Personaje trágico por mil circunstancias (como lo fue su hermanastra Jane Clairmont [1798-1879]), Mary Wollstonecraft Godwin perdió a lo largo de su vida a varios hijos y a su esposo, que morirá ahogado en 1822.

Realmente, Frankenstein fue concebida en 1816, pero el parto de la criatura aún requirió de la ayuda de varias relecturas. Entusiasta por naturaleza y algo insegura, no ya por presiones sociales, sino por la dejadez familiar (paterna, principalmente: la madre murió tras el parto), en Mary Shelley hace mella la inestabilidad emocional que esta situación supone, lo que se traduce en una huida trashumante y en cierta postergación y sumisión de las que, por fortuna, sabría recuperarse con la madurez.

El caso es que el matrimonio de los padres de Mary hace aguas; la madre fallece, como queda dicho, y el padre se vuelve a casar. El escaso afecto que el progenitor dispensa a la hija entra en contradicción con la progresía de sus declaraciones y principios, siendo el perfecto (que no único) ejemplo de aquello que se predica pero no se lleva a término; lo que, por cierto, incluye tanto al político y escritor William Godwin (1756-1836), padre de Mary, como a su marido, el poeta y ensayista Percy B. Shelley (1792-1822), y al amigo de ambos, el célebre -literariamente hablando-, George Gordon Lord Byron (1788-1824). Siendo, en definitiva, esta circunstancia un trasvase psicológico que se transmite claramente a la novela: el protagonista no sabrá estar a la altura de sus actos.

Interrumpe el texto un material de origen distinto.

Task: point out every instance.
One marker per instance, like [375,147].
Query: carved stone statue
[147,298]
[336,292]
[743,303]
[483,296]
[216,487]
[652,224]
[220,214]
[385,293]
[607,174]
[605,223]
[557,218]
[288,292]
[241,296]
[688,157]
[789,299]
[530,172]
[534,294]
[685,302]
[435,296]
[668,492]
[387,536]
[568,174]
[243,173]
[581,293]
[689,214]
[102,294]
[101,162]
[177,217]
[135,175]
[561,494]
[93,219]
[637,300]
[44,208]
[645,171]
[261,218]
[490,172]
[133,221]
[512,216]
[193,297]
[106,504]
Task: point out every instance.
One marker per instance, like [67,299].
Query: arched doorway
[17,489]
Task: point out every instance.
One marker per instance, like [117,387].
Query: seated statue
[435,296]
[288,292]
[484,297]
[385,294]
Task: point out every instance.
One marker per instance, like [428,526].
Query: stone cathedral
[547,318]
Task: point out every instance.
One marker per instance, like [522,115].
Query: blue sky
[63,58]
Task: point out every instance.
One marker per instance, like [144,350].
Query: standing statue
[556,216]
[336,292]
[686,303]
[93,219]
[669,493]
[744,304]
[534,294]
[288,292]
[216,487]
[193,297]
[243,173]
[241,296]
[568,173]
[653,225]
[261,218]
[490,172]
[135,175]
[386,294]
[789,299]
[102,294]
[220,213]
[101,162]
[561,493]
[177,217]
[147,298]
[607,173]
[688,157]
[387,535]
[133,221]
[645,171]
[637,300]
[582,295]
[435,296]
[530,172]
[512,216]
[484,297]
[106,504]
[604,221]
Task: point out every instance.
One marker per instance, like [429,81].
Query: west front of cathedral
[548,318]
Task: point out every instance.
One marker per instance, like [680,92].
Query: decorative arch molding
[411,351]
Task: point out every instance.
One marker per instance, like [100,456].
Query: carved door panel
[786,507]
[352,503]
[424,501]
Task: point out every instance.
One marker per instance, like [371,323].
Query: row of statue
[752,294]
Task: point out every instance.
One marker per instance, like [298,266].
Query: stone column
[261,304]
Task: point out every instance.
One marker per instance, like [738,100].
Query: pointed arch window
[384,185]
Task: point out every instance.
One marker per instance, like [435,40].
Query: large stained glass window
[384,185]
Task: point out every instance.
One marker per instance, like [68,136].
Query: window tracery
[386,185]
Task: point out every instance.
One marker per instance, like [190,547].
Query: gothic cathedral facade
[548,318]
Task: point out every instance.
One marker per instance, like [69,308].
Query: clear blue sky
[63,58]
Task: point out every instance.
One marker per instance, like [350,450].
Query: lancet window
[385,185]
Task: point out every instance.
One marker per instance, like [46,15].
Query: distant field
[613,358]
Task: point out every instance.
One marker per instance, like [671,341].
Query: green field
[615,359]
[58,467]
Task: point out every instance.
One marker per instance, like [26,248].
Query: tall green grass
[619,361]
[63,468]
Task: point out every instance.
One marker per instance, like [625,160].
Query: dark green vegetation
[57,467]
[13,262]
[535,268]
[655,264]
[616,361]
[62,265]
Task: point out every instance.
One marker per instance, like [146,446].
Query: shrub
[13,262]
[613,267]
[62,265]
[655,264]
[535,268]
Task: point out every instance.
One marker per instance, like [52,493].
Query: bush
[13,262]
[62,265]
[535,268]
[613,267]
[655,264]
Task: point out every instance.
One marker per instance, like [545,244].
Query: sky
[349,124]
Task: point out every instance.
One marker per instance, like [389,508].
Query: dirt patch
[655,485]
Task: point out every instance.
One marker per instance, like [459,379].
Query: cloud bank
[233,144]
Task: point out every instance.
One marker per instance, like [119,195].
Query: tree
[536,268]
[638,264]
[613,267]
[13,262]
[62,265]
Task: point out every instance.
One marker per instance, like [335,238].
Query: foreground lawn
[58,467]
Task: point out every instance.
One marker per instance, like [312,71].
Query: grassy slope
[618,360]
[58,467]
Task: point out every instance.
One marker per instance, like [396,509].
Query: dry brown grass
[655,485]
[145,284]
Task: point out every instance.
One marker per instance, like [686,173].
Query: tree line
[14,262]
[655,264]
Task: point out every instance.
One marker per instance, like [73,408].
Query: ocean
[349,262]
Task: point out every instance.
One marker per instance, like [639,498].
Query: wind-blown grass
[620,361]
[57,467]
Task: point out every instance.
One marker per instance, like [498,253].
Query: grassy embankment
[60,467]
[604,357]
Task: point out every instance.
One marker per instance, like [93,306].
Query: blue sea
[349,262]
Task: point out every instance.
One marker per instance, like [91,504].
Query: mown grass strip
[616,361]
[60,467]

Mary publica la novela en 1818 de forma anónima. Una segunda edición en dos volúmenes aparecerá en 1823, y una tercera, con apariencia de definitiva por parte de la autora, lo hará en 1831. Como adelantaba, la ayuda que recibe a lo largo del proceso, por parte de su marido, principalmente, es sobre todo de tipo gramatical y estilístico, pero la lucidez realista de tales insertos (propios o del esposo) no entran en contradicción con el temperamento imaginativo y netamente romántico de Mary Shelley. Ambos aspectos van de la mano en el espíritu de la novela, y anticipan una personalidad que, con el transcurrir del tiempo, sabrá renegar de la utopía pura y dura.

Por algo, como señala muy bien Isabel Burdiel, el conocimiento es, en buena medida, auto-conocimiento, argumentando, así mismo, la adscripción de la obra al género de la ciencia ficción más que al gótico (Introducción). En efecto, Frankenstein comparte con el género de ciencia ficción el alejamiento del progreso científico de un esqueleto ético, si bien, también abunda en los recovecos morales y claustrofóbicos más señeros del mencionado gótico.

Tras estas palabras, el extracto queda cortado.